6.3 Example: Frierfjord macrofauna
The rank similarities underlying Fig. 6.3 are shown in Table 6.2 (note that these are the similarities involving only sites B, C and D, extracted from the matrix for all sites and re-ranked). Averaging across the 3 diagonal sub-matrices (within groups B, C and D) gives $\overline{r}_W = 22.7$, and across the remaining (off-diagonal) entries gives $\overline{r}_B = 37.5$. Also $n = 12$ and $M = 66$, so that $R = 0.45$. In contrast, the spread of R values possible from random re-labelling of the 12 samples can be seen in the histogram of Fig. 6.4: the largest of $T = 999$ simulations is less than 0.45 ($t = 0$). An observed value of $R = 0.45$ is seen to be a most unlikely event, with a probability of less than 1 in a 1000 if H$_o$ is true, and we can therefore reject H$_o$ at a significance level of p<0.1% (at least, because $R = 0.45$ may still have been the most extreme outcome observed had we chosen an even larger number of permutations. If it is the most extreme of all 5775 – it will be one of them – then p = 100(1/5775) = 0.02%).

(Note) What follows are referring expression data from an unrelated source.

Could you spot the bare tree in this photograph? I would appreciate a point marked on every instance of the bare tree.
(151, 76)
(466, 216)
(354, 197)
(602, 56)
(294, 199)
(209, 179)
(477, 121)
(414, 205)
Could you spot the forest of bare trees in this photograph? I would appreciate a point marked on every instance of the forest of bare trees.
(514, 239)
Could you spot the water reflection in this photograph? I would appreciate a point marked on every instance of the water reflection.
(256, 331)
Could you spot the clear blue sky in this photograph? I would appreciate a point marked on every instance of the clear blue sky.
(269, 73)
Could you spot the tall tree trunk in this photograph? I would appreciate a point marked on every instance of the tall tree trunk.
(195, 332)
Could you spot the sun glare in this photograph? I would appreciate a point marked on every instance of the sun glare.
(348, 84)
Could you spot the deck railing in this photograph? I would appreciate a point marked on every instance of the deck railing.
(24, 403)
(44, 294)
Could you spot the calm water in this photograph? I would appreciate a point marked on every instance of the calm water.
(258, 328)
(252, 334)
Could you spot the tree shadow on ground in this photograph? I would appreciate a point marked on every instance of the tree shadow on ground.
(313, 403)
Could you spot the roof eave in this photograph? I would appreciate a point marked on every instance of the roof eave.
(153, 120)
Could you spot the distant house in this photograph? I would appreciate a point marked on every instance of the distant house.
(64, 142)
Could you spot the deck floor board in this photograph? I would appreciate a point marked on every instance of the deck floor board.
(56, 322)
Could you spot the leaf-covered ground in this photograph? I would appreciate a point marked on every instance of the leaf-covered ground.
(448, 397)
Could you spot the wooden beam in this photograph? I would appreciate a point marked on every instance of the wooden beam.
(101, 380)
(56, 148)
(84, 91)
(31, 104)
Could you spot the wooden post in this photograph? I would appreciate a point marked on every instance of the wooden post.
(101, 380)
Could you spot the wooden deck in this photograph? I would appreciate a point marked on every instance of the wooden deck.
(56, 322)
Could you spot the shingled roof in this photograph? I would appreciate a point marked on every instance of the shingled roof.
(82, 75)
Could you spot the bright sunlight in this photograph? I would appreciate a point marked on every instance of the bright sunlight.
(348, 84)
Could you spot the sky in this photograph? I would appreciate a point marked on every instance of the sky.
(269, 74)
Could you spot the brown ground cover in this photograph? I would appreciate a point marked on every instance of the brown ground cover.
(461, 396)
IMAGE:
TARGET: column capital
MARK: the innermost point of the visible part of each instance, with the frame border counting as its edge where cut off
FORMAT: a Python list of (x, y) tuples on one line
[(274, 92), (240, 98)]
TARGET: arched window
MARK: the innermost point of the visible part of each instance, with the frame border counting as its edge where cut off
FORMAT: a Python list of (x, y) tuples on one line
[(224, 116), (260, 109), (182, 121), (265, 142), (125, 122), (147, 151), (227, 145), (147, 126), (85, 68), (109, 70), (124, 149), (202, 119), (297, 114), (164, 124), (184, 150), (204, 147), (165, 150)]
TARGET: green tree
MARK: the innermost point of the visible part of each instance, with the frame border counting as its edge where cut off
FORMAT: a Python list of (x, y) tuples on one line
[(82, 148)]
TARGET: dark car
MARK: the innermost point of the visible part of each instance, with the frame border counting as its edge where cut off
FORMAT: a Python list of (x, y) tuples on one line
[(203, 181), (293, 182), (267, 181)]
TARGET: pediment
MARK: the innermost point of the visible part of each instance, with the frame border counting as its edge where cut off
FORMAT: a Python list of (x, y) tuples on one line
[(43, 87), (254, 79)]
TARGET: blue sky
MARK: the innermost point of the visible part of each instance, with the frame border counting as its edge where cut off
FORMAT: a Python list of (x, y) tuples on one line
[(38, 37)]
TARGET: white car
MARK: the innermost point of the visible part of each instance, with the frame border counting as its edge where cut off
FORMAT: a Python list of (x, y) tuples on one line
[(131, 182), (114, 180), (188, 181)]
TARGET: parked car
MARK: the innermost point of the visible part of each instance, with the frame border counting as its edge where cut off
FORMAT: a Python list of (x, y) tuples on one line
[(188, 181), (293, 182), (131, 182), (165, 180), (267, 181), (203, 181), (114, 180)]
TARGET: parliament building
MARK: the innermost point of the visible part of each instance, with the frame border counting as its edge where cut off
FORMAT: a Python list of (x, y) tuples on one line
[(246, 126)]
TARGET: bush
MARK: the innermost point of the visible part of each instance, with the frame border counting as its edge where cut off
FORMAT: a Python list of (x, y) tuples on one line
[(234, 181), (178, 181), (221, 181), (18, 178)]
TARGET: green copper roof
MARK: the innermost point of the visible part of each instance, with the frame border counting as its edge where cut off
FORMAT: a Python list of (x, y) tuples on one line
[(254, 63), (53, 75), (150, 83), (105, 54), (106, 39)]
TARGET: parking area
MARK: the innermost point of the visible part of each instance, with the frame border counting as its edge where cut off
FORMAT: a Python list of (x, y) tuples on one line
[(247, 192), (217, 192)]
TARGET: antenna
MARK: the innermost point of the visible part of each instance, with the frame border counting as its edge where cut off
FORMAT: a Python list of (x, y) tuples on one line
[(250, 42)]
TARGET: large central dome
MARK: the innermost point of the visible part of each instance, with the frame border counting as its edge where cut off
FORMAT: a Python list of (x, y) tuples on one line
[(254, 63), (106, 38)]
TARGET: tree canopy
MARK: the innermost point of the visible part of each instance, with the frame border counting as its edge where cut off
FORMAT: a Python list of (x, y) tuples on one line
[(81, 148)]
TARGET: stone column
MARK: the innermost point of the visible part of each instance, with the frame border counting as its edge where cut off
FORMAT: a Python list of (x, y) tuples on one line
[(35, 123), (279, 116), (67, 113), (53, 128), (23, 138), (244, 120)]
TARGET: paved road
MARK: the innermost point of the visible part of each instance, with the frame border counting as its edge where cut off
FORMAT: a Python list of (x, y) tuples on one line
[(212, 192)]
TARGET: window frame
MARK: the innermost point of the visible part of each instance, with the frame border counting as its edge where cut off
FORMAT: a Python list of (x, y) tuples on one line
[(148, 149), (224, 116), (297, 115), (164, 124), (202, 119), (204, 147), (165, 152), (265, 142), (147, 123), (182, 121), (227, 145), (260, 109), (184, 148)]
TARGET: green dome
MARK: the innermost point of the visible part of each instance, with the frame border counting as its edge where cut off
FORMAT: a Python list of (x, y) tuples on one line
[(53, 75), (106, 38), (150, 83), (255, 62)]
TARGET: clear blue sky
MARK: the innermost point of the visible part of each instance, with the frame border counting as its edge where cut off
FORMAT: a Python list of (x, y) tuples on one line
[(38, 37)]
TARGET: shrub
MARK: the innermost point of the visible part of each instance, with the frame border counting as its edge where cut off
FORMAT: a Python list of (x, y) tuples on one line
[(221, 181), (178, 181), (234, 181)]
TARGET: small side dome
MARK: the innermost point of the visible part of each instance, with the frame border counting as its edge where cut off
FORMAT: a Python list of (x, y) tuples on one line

Table 6.2. Frierfjord macrofauna {F}. Rank similarity matrix for the 4 replicates from each of B, C and D, i.e. C3 and C4 are the most, and B1 and C1 the least, similar samples.
B1 | B2 | B3 | B4 | C1 | C2 | C3 | C4 | D1 | D2 | D3 | D4 | |
---|---|---|---|---|---|---|---|---|---|---|---|---|
B1 | – | |||||||||||
B2 | 33 | – | ||||||||||
B3 | 8 | 7 | – | |||||||||
B4 | 22 | 11 | 19 | – | ||||||||
C1 | 66 | 30 | 58 | 65 | – | |||||||
C2 | 44 | 3 | 15 | 28 | 29 | – | ||||||
C3 | 23 | 16 | 5 | 38 | 57 | 6 | – | |||||
C4 | 9 | 34 | 4 | 32 | 61 | 10 | 1 | – | ||||
D1 | 48 | 17 | 42 | 56 | 37 | 55 | 51 | 62 | – | |||
D2 | 14 | 20 | 24 | 39 | 52 | 46 | 35 | 36 | 21 | – | ||
D3 | 59 | 49 | 50 | 64 | 54 | 53 | 63 | 60 | 43 | 41 | – | |
D4 | 40 | 12 | 18 | 45 | 47 | 27 | 26 | 31 | 25 | 2 | 13 | – |
Pairwise tests
The above is a global test, indicating that there are site differences somewhere that may be worth examining further. Specific pairs of sites can then be compared: for example, the similarities involving only sites B and C are extracted, re-ranked and the test procedure repeated, giving an R value of 0.23. This time there are only 35 distinct relabellings so, under the null hypothesis H$ _ o$ that sites B and C do not differ, the full permutation distribution of possible values of R can be computed; 12% of these values are equal to or larger than 0.23 so H$ _ o$ cannot be rejected. By contrast, R = 0.54 for the comparison of B against D, which is the most extreme value possible under the 35 permutations. B and D are therefore inferred to differ significantly at the p< 3% level. For C against D, R = 0.57 similarly leads to rejection of the null hypothesis (p<3%).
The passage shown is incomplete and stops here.